Существует ли методика, позволяющая определить масштабы бесхозяйной экономики? Откуда, например, известно, что каждая пятая дорога в России - ничья?
Ольга Моляренко: Это можно высчитать косвенными методами. Исследование проводилось фондом "Хамовники" в рамках проекта "Конструктивная роль неформальных отношений в системе государственного и муниципального управления". Мы изучали статистику советского периода по дорожной сфере. В 50-х годах появилась тенденция скидывать все грунтовки с балансов, оставлять у себя только асфальтовые дороги. С конца 2000-х мы наблюдаем обратную тенденцию - возвращение грунтовых дорог на балансы. В общем, с ними ситуация довольно непрозрачна, грунтовки мы вынесли за рамки анализа. Поэтому смотрели, сколько дорог с твердым покрытием было максимально зарегистрировано в советский период, сколько было с тех пор построено и сколько из них оформлены сегодня. Какие-то из этих дорог уже, наверное, ушли в небытие и разрушились, поскольку населенные пункты, предприятия там позакрывались и дороги к ним не нужны. Они тоже списаны с баланса. Могли быть списаны с баланса и какие-то ведомственные дороги, если закрыли, допустим, военные части. Но это уже методологические погрешности. А так все просто: от максимально возможного в советское время и построенного впоследствии отнимаем то, что есть сегодня, и получаем примерно тот объем дорог, который находится в "ничейной" собственности.
А бесхозяйные кладбища как были подсчитаны?
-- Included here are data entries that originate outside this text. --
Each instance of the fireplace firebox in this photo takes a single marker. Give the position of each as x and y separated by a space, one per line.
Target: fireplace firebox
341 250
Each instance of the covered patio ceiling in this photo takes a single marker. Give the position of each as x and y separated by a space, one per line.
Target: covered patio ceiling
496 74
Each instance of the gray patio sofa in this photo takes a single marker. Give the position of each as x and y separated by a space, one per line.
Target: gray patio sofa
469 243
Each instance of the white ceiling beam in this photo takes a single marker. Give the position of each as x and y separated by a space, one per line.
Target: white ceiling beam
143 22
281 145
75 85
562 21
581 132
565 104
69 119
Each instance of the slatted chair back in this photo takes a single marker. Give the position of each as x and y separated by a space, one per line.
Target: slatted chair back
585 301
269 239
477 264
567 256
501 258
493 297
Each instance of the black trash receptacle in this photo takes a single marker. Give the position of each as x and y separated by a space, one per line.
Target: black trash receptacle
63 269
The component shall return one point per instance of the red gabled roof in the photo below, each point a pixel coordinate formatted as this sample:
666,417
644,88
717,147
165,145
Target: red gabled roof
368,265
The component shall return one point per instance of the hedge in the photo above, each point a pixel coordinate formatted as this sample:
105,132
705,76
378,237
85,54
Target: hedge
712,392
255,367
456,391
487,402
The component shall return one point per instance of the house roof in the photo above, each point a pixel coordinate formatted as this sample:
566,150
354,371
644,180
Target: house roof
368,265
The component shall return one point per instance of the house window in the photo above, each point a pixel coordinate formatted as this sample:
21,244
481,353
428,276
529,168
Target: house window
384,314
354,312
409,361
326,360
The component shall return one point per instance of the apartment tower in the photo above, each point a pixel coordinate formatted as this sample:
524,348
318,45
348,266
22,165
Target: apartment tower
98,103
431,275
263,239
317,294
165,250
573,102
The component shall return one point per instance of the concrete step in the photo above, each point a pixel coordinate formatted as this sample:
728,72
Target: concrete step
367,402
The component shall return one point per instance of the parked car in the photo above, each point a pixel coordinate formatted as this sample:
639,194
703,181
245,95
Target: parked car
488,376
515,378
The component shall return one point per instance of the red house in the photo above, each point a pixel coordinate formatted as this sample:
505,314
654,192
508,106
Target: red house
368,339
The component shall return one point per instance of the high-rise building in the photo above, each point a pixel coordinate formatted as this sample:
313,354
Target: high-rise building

Ольга Моляренко: С кладбищами гораздо труднее. Здесь система была сильно децентрализована, и статистика даже в советские годы не велась. Поэтому мы брали исключительно косвенные оценки. Например, прикидывали, сколько приблизительно у нас должно быть кладбищ, исходя из количества населенных пунктов. Скажем, полагалось примерно одно кладбище на три-четыре небольшие деревни. Но это все, к сожалению, косвенными методами, поэтому статистика очень сильно "гуляет". Тем не менее, исходя из оценок основных акторов в этой сфере, можно сказать, что более 85 процентов кладбищ сегодня не имеют хозяина.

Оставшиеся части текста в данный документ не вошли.